CHRR consists of rounding followed by sampling (see Supplementary Methods Section S1 for details). To round an anisotropic polytope, we use a maximum volume ellipsoid algorithm (Zhang and Gao, 2001). The rounded polytyope is then sampled with a coordinate hit-and-run algorithm (Berbee et al., 1987). Matlab (Mathworks, Natick, MA) implementations of these algorithms (Cousins and Vempala, 2016) were interfaced with the COBRA toolbox to permit sampling of any constraint-based metabolic model. The algorithmic inputs are a constraint-based metabolic model, that minimally includes S, l, u and c from Eq. 1, and parameters that control the length of the random walk and the sampling density (see Supplementary Tutorial).

3 Performance

When sampling the feasible set of a constraint-based model, it is important to run the sampling algorithm until the sampling distribution converges to a stationary distribution of fluxes over Ω. Otherwise, the sampling distribution is likely to be misrepresentative, leading to incorrect conclusions about the model (see Supplementary Figure). It is generally not empirically possible to verify convergence to the unknown distribution of fluxes over Ω. However, several measures exist that detect the absence of convergence to a stationary sampling distribution. Here, we used the potential scale reduction factor (Gelman et al., 2013) as described in Supplementary Methods Section S2. For CHRR, it is known that the stationary distribution is the uniform distribution (Berbee et al., 1987), but no such guarantees are known for ACHR.

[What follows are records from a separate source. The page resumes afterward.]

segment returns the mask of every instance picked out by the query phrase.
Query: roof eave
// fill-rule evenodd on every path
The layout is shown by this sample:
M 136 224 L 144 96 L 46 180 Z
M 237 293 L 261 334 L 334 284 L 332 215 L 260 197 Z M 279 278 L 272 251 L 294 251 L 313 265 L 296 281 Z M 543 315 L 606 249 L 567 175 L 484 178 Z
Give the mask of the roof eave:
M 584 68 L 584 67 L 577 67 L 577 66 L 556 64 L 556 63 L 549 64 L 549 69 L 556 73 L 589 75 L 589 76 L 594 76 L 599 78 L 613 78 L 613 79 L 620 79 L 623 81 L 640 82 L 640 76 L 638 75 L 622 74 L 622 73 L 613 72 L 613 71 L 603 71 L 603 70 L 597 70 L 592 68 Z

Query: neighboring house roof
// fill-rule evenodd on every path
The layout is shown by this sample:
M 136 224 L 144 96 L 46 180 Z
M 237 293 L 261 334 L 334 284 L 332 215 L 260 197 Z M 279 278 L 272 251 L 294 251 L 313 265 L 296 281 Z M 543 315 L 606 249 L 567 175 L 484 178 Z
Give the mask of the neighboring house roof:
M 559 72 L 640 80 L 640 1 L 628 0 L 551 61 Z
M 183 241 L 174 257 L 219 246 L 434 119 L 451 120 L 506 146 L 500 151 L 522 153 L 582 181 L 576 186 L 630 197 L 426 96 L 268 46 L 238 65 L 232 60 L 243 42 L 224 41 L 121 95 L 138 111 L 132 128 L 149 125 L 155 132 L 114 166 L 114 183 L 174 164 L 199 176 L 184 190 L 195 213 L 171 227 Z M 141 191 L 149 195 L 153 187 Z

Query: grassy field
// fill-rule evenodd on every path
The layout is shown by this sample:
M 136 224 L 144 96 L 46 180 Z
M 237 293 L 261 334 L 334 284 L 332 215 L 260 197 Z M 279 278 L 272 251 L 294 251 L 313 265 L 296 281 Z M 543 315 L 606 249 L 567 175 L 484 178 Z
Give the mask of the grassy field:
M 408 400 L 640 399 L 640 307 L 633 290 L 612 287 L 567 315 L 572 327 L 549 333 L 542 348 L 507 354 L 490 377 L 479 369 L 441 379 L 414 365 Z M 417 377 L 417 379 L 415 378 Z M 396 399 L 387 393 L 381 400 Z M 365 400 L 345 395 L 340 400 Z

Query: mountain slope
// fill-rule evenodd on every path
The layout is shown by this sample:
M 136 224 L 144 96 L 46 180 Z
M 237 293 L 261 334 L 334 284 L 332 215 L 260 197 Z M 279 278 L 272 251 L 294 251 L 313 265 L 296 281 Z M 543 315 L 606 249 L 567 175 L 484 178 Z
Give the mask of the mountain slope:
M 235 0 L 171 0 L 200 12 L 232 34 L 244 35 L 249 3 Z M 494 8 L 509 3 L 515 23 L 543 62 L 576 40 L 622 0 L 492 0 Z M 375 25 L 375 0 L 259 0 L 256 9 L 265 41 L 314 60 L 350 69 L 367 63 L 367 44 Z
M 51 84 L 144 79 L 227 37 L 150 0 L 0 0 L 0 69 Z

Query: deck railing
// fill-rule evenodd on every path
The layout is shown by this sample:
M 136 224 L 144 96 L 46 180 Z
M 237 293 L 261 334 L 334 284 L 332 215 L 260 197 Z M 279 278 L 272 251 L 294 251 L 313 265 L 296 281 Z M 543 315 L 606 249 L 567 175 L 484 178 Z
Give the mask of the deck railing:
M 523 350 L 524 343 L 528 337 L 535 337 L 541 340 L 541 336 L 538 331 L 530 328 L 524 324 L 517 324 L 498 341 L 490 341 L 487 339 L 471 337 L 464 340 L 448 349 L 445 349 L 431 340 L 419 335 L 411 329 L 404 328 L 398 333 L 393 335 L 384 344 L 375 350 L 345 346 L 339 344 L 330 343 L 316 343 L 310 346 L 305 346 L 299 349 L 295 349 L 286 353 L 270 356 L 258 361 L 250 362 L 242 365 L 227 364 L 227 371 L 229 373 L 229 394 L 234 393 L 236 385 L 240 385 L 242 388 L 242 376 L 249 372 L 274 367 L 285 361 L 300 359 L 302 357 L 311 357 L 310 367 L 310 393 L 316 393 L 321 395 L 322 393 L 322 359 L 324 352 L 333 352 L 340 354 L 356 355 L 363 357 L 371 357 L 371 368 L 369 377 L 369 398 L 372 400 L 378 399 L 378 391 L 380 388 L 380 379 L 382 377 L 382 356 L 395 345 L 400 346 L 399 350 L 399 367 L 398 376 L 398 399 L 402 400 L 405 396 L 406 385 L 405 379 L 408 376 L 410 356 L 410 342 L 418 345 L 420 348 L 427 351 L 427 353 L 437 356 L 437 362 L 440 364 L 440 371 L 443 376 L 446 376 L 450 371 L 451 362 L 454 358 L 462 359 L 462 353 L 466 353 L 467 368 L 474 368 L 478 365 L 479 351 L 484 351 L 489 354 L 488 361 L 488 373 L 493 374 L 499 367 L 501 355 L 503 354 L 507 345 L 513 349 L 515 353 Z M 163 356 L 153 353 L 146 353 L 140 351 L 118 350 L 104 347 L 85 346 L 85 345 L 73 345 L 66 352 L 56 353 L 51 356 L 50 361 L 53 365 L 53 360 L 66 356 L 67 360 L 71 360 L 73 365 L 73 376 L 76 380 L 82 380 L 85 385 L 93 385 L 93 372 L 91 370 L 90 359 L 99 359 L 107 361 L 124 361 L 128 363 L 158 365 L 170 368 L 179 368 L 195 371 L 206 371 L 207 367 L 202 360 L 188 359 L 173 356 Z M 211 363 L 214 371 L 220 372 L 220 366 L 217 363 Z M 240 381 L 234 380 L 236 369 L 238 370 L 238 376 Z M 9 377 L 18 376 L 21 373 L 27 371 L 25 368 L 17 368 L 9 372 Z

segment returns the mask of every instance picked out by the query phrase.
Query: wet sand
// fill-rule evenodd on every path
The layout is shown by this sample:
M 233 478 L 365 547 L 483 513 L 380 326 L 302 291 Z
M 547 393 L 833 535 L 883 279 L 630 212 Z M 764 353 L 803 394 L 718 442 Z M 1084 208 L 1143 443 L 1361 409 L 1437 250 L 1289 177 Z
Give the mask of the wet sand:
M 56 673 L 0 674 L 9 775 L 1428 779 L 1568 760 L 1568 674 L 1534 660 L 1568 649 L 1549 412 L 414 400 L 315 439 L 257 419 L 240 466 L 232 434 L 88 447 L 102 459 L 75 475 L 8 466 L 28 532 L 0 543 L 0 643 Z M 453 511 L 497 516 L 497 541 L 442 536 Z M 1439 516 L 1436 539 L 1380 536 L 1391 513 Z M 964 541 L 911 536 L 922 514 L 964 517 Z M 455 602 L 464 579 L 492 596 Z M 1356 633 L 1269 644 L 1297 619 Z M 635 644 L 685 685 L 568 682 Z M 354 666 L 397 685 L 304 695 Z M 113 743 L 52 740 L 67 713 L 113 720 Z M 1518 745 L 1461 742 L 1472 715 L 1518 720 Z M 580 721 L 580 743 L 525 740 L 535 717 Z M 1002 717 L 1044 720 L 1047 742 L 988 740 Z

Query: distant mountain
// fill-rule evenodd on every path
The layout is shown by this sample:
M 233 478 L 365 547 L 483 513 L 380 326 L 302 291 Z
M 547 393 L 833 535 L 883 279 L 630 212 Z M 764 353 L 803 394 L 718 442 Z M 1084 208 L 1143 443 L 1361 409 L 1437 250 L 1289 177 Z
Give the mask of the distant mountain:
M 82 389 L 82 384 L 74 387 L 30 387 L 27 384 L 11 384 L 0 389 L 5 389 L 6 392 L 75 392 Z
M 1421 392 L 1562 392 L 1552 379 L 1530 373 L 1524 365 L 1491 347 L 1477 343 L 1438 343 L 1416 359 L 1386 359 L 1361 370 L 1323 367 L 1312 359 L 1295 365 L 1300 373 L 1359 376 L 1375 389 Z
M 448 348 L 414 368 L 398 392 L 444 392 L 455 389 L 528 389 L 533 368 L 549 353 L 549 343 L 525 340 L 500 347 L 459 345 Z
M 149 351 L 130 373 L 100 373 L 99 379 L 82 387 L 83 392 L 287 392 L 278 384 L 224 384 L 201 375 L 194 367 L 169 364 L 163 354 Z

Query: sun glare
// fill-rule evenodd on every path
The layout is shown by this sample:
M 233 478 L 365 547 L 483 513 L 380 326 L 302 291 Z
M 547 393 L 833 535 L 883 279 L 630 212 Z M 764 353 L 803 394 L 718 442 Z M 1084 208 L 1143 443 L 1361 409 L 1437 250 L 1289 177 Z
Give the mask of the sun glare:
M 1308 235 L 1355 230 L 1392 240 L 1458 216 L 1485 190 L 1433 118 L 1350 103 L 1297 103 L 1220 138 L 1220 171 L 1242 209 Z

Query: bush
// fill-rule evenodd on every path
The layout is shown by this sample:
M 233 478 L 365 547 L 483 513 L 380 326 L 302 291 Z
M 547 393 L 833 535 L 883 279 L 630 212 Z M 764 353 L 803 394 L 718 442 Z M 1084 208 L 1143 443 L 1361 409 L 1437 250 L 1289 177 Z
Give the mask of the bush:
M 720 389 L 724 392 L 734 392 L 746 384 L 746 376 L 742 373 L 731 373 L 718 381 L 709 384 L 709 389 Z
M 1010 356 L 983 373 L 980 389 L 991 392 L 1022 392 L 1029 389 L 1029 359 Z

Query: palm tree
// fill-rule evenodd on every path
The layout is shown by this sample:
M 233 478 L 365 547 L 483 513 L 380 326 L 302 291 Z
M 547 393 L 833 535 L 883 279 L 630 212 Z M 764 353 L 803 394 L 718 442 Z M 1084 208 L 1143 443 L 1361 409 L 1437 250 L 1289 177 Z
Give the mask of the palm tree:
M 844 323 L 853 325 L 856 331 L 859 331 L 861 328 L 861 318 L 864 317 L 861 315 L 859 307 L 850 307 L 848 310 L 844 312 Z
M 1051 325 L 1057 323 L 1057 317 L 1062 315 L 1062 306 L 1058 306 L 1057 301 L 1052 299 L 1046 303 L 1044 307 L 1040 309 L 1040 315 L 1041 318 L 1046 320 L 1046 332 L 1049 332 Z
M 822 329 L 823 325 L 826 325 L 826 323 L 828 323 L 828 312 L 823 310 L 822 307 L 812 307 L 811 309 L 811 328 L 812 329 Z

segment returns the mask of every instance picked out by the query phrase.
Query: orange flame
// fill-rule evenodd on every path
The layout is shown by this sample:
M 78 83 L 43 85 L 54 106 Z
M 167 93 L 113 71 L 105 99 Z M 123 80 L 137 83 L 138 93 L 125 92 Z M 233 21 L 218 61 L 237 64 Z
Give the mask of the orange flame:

We compared the convergence time of CHRR to the COBRA toolbox implementation of ACHR (Fig. 1). We found that CHRR converged to a stationary sampling distribution in up to 730 times fewer steps than ACHR (Fig. 1a) on 15 models with dimensions ranging from 24 to 2430 (see Supplementary Methods Section S3). Moreover, each step of CHRR was up to 10 times faster than a step of ACHR (Fig. 1b). Each step of CHRR uses only a small number of arithmetic operations compared to ACHR, and this difference is only exaggerated as the dimension increases. Thus the improved scaling cannot be explained by programmatic differences between the two algorithms. These factors combined to give a 40–3500 fold speedup that tended to increase with model dimension.

Fig. 1.

Convergence times. A comparison between the convergence times of CHRR and ACHR for 15 constraint-based models (see Supplementary Methods Section S3). (a) The number of steps of a random walk required for convergence to a stationary sampling distribution. ACHR did not converge in the maximum walk length of 10⁹ steps on two of the 15 models. These were the synechocystis model iJN678 ($dim\left(\Omega \right)=91$) and the generic human model Recon 2 ($dim(\Omega )=2430$). (b) Average time per step, computed out of 10⁶ steps

4 Conclusions

Coordinate hit-and-run with rounding makes uniform sampling of genome-scale metabolic networks tractable and reliable. The compatibility of our implementation with the COBRA toolbox should facilitate widespread utilization by the constraint-based metabolic modelling community.

Funding

HSH and IT were supported by the Luxembourg National Research Fund (FNR) through the National Centre of Excellence in Research (NCER) on Parkinson’s disease. BC and SV were supported in part by NSF awards CCF-1217793 and EAGER-1415498. RMTF was funded by the Interagency Modeling and Analysis Group, Multi-scale Modeling Consortium U01 awards from the National Institute of General Medical Sciences, award GM102098, and U.S. Department of Energy, Office of Science, Biological and Environmental Research Program, award DE-SC0010429.

Conflict of Interest: none declared.